Графиня, m me Schoss и Соня поспешно разделись и легли. Одна лампадка осталась в комнате. Но на дворе светлело от пожара Малых Мытищ за две версты, и гудели пьяные крики народа в кабаке, который разбили мамоновские казаки, на перекоске, на улице, и все слышался неумолкаемый стон адъютанта.
Долго прислушивалась Наташа к внутренним и внешним звукам, доносившимся до нее, и не шевелилась. Она слышала сначала молитву и вздохи матери, трещание под ней ее кровати, знакомый с свистом храп m me Schoss, тихое дыханье Сони. Потом графиня окликнула Наташу. Наташа не отвечала ей.

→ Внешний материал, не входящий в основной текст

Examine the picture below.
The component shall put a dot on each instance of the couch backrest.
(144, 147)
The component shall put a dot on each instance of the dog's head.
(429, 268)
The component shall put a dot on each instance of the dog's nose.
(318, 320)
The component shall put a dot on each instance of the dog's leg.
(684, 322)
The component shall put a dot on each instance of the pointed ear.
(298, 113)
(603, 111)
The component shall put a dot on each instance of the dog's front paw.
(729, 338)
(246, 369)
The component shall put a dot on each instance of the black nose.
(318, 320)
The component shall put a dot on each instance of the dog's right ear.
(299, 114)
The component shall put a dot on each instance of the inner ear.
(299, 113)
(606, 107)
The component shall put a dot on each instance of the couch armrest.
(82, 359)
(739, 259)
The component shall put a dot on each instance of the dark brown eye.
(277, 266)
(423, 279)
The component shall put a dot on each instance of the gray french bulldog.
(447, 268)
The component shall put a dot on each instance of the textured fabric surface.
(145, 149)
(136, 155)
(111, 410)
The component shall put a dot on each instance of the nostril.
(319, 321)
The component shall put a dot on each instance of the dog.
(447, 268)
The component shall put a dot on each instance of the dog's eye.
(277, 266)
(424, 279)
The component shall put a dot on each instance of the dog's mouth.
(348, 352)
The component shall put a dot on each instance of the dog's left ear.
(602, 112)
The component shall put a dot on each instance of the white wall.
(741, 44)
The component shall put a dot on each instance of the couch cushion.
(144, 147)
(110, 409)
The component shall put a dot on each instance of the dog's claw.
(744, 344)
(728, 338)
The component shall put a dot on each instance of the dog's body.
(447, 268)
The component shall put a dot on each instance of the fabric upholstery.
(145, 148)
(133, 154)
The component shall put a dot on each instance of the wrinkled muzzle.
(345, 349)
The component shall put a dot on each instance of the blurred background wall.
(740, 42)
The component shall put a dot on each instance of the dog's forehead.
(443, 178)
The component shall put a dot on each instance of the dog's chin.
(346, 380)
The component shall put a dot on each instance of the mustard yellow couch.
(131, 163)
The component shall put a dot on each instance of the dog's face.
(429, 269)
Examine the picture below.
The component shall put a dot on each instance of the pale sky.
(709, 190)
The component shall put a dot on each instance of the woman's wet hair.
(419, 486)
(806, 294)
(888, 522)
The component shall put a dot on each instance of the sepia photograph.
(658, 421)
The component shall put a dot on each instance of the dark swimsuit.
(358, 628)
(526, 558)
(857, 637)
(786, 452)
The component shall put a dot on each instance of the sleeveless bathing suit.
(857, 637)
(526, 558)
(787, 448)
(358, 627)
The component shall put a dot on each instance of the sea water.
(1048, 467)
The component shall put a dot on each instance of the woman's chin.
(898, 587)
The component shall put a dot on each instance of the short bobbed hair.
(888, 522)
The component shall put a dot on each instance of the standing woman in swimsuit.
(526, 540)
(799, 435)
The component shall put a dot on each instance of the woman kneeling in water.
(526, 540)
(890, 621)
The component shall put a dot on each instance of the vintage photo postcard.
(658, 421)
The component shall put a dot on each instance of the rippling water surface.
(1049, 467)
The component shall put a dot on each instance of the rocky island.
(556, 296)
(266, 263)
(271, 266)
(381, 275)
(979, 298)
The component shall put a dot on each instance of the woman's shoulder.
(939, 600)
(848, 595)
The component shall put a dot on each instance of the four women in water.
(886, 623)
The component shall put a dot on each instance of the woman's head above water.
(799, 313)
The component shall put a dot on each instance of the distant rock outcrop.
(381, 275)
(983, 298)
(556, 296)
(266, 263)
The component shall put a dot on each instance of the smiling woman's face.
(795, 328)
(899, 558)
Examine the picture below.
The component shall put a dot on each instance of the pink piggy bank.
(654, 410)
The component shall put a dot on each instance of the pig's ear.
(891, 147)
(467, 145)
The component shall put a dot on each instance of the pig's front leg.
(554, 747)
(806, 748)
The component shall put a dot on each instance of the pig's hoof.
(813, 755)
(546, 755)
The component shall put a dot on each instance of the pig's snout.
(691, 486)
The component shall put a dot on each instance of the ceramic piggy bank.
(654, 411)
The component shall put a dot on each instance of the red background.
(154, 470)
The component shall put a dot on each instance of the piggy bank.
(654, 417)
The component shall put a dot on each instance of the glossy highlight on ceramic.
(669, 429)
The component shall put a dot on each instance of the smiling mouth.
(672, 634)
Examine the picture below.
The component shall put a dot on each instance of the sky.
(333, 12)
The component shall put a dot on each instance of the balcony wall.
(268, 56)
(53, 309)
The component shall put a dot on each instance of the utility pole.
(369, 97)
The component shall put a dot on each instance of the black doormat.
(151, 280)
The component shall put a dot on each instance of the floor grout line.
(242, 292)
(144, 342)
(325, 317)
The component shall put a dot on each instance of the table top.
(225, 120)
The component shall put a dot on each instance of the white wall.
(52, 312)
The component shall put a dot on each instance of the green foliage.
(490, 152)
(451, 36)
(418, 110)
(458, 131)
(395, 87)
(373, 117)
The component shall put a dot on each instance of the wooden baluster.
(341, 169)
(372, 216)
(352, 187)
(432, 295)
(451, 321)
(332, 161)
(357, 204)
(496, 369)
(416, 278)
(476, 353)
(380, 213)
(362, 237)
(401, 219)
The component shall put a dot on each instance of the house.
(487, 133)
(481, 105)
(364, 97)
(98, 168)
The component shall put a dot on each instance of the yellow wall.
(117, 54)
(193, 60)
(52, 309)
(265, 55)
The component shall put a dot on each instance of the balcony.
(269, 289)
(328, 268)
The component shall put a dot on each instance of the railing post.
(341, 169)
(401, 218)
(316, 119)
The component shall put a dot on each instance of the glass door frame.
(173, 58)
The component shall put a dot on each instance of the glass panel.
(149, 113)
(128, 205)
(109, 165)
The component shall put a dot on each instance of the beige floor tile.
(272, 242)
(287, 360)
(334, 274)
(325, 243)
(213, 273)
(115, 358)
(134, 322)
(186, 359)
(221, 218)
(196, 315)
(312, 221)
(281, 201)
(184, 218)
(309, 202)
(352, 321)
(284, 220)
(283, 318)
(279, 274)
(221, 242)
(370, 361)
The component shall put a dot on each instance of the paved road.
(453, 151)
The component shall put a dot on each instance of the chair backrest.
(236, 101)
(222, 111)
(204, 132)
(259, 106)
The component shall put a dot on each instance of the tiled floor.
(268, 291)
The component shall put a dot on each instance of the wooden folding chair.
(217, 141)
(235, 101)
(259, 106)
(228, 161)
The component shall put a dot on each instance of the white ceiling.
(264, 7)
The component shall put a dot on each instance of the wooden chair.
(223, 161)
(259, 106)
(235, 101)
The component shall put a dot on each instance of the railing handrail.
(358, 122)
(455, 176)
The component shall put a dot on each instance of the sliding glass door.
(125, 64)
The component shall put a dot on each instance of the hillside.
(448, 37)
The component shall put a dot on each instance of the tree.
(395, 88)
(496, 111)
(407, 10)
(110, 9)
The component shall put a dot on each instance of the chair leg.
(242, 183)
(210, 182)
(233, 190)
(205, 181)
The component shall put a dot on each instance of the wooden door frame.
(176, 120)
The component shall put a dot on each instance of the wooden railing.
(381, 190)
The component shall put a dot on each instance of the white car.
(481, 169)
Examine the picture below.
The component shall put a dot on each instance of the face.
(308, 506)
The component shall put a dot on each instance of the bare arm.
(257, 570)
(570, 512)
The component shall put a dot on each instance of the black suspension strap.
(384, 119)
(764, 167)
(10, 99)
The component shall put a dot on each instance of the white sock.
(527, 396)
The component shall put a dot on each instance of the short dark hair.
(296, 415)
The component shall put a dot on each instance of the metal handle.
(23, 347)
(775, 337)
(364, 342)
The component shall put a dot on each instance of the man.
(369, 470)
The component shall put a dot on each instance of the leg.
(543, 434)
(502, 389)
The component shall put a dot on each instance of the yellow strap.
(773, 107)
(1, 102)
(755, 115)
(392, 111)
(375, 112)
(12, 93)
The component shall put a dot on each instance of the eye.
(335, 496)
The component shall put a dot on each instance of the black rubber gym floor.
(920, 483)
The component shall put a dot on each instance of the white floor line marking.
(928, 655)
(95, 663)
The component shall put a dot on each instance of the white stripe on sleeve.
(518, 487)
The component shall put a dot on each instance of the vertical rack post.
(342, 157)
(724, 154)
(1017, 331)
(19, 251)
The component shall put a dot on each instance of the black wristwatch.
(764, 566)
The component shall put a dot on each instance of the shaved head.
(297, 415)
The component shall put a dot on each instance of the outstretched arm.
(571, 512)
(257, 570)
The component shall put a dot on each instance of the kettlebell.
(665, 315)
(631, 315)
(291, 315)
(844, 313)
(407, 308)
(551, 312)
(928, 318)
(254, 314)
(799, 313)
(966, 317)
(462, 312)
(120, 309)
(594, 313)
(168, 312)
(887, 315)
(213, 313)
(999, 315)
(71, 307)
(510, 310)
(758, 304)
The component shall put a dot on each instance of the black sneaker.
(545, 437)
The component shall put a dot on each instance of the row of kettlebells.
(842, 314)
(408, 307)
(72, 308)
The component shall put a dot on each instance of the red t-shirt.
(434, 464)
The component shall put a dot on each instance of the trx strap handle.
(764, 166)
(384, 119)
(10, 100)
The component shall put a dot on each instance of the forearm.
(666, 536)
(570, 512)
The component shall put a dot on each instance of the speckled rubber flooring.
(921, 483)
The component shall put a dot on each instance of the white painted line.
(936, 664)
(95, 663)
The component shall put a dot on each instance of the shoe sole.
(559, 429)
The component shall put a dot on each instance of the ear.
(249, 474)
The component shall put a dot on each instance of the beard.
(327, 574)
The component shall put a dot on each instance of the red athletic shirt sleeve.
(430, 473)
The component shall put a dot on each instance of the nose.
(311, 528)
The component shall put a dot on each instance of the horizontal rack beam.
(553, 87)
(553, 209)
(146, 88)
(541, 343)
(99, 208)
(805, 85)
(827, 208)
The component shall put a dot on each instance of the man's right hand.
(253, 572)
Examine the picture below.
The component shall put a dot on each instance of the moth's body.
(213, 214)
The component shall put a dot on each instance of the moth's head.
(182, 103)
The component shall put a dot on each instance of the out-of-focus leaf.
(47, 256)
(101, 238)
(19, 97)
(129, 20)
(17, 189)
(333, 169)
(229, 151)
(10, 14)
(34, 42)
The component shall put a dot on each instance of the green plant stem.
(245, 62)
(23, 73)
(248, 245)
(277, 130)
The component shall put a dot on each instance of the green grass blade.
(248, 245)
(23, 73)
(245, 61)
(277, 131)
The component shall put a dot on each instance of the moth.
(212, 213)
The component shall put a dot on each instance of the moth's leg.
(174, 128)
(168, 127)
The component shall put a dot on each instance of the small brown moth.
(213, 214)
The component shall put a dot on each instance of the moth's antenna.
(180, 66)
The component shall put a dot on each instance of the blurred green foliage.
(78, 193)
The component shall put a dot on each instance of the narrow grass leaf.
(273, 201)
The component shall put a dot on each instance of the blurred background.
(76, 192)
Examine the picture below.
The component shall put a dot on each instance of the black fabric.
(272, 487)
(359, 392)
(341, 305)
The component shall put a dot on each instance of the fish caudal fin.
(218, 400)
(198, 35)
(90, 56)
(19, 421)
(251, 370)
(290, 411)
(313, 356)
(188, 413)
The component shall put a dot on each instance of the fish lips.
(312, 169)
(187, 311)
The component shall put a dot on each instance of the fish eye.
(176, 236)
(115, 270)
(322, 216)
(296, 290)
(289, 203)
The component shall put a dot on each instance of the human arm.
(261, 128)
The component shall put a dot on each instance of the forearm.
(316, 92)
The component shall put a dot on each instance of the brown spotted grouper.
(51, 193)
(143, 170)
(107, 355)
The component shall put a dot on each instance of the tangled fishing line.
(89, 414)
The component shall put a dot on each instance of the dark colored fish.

– Кажется, спит, мама, – тихо отвечала Соня. Графиня, помолчав немного, окликнула еще раз, но уже никто ей не откликнулся.
Скоро после этого Наташа услышала ровное дыхание матери. Наташа не шевелилась, несмотря на то, что ее маленькая босая нога, выбившись из под одеяла, зябла на голом полу.
Как бы празднуя победу над всеми, в щели закричал сверчок. Пропел петух далеко, откликнулись близкие. В кабаке затихли крики, только слышался тот же стой адъютанта. Наташа приподнялась.
– Соня? ты спишь? Мама? – прошептала она. Никто не ответил. Наташа медленно и осторожно встала, перекрестилась и ступила осторожно узкой и гибкой босой ступней на грязный холодный пол. Скрипнула половица. Она, быстро перебирая ногами, пробежала, как котенок, несколько шагов и взялась за холодную скобку двери.